***
title: Run a sale with 3-D Secure
icon: lock-alt
published: true
intro: Use 3-D Secure to verify a cardholder's identity before you run a sale.
---------------------
For clean Markdown of any page, append .md to the page URL. For a complete documentation index, see https://docs.payroc.com/full-stack-guides/take-payments/3-d-secure/llms.txt.
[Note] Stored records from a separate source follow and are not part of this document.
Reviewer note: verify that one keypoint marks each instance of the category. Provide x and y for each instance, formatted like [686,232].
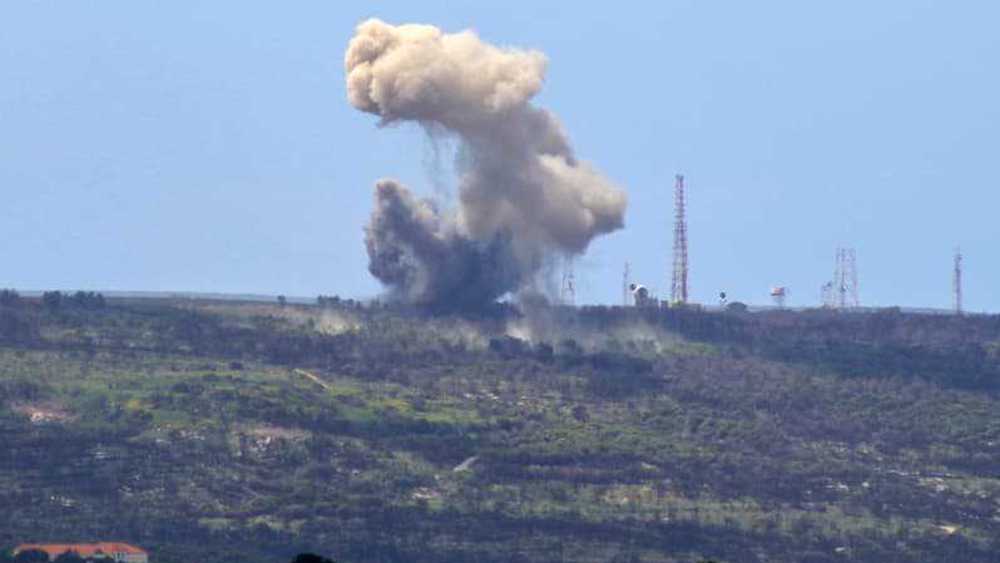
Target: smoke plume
[522,194]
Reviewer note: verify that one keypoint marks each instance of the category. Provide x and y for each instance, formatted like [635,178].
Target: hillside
[222,431]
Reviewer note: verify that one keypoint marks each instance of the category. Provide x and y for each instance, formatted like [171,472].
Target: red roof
[82,549]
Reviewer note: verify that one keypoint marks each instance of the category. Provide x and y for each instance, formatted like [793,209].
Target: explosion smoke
[523,195]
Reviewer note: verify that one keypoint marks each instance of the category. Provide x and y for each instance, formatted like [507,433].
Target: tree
[52,299]
[311,558]
[9,298]
[32,556]
[69,557]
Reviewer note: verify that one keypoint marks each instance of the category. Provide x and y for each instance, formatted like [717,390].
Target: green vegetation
[217,431]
For full documentation content, see https://docs.payroc.com/full-stack-guides/take-payments/3-d-secure/llms-full.txt.
Use our 3-D Secure feature to verify a cardholder’s identity during an e-Commerce transaction.
## Integration steps
**Step 1.** Sign up for 3-D Secure.\
**Step 2.** Convert the cardholder’s payment details into a single-use token.\
**Step 3.** Send a merchant plug-in (MPI) request.\
**Step 4.** Include the MPI reference in a payment request.
## Before you begin
### Bearer tokens
Use our Identity Service to generate a Bearer token to include in the header of your requests. To generate a Bearer token, complete the following steps:
1. Include your API key in the x-api-key parameter in the header of a POST request.
2. Send your request to [https://identity.payroc.com/authorize](https://identity.payroc.com/authorize).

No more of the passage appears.